= Consortium of Universities of the State of Chile =

Nonprofit corporation of Chilean public universities

The Consortium of Universities of the State of Chile is a nonprofit corporation that brings together all of Chile's public universities. As Chile is a unitary state, the public university system is centrally coordinated, and the consortium plays a key role in representing the interests of state institutions in matters of public policy, funding, and higher education development.

== History ==
The creation of this institution was part of a process of decentralization of Chilean public higher education, in line with the country's regionalization process. Previously, the University of Chile operated as a centralized organization with various campuses throughout the country.

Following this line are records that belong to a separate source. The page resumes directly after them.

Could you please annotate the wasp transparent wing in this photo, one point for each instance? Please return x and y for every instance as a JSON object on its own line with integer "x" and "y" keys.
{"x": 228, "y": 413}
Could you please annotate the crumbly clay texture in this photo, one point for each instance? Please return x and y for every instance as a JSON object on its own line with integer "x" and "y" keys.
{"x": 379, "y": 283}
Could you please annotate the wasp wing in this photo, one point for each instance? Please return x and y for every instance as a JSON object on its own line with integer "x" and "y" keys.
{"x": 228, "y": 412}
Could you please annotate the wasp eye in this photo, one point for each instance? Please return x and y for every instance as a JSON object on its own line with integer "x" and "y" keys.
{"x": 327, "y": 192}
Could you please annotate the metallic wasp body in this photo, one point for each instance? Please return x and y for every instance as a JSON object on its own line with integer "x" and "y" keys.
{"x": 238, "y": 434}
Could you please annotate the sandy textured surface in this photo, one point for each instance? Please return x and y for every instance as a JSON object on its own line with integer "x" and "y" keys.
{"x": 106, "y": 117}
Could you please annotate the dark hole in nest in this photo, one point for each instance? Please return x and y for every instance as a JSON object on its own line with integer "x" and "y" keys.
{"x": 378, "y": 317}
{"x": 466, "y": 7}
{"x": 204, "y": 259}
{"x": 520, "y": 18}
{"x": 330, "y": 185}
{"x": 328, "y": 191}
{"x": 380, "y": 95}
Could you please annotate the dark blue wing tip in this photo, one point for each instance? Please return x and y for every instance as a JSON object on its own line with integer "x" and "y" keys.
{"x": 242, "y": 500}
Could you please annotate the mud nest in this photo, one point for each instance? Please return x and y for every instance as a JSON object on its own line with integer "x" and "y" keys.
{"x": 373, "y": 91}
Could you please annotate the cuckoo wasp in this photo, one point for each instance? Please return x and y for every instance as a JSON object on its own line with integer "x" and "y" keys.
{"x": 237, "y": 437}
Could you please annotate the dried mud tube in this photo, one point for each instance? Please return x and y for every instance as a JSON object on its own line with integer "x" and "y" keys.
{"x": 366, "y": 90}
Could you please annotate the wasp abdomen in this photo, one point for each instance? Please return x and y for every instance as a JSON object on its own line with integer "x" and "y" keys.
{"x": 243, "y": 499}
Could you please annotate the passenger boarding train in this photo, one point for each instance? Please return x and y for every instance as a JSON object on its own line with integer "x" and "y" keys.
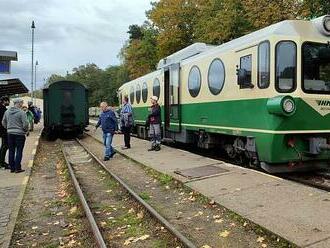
{"x": 264, "y": 97}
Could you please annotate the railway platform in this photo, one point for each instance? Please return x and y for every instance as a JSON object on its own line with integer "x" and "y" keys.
{"x": 12, "y": 188}
{"x": 298, "y": 213}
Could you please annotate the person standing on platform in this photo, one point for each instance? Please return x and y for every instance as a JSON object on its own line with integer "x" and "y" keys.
{"x": 154, "y": 120}
{"x": 4, "y": 102}
{"x": 108, "y": 122}
{"x": 30, "y": 117}
{"x": 126, "y": 122}
{"x": 17, "y": 125}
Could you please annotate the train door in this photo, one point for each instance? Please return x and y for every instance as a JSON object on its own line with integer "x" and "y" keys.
{"x": 172, "y": 99}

In 1981, under the military dictatorship led by General Augusto Pinochet, the government initiated a reform of the higher education system, which they described as a "modernization" process. This reform dismantled the national university system, resulting in the division of the regional campuses of the University of Chile and the Universidad Técnica del Estado into separate, autonomous universities in each region. Before the separation, major academic and administrative decisions concerning all regional campuses were made in Santiago, the capital city. This centralized structure limited the autonomy of regional campuses, as decisions on curriculum, faculty appointments, budgeting, and infrastructure were largely controlled by central authorities in the main campus. The lack of regional input in decision-making was one of the main criticisms that led to calls for greater local control and relevance in higher education. From the opposition to the Pinochet regime and various left-wing political sectors, the 1981 separation was interpreted as a deliberate dismemberment of the University of Chile. This action was seen as having a political objective: to weaken the university's historic role as a center of critical thought and intellectual opposition to the authoritarianism.

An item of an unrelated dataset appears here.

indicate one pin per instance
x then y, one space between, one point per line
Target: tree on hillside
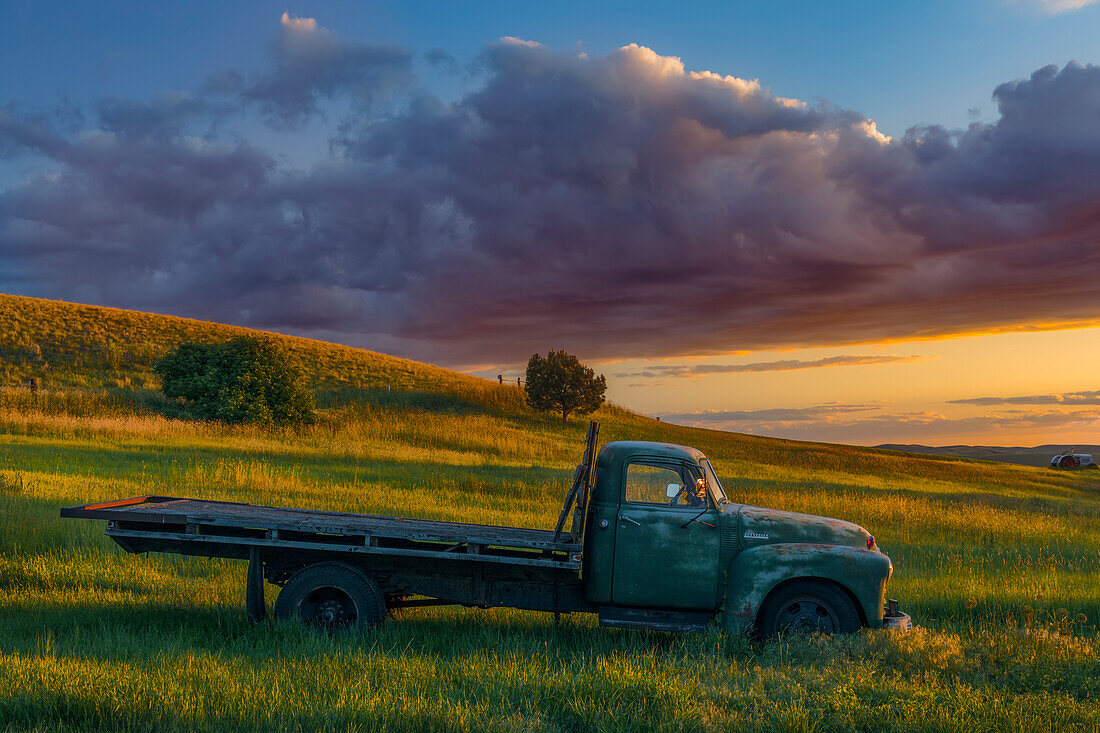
561 383
245 380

These new institutions became the public universities of the respective regions and were later integrated into the Consortium of State Universities of Chile. Despite the state's diminished direct role in higher education funding during the following decades, these universities remained public and continued to play a key role in the development of their local communities, while also facing new challenges related to autonomy, financing, and competitiveness in the national education system.

== Members ==

The Consortium of State Universities of Chile is composed of the 18 public universities of Chile, all of which are also members of the Council of Rectors of Chilean Universities (CRUCH).

=== Member universities of the Consortium in order of foundation ===
1. University of Chile, November 19, 1842.
2. University of Valparaíso, February 12, 1981.
3. University of Antofagasta, March 20, 1981.
4. University of La Frontera, March 20, 1981.
5. University of La Serena, March 20, 1981.
6. University of Santiago, Chile, March 21, 1981.
7. University of Atacama, October 26, 1981.
8. University of Magallanes, October 26, 1981.
9. University of Talca, October 26, 1981.
10. University of Tarapacá, December 11, 1981.
11. Arturo Prat University, December 14, 1984.
12. Playa Ancha University, September 4, 1985.
13. Metropolitan University of Educational Sciences, September 4, 1985.
14. University of Bío-Bío, September 29, 1988.
15. University of Los Lagos, August 30, 1993.
16. Metropolitan Technological University, August 30, 1993.
17. University of Aysén, August 7, 2015.
18. University of O'Higgins, August 7, 2015.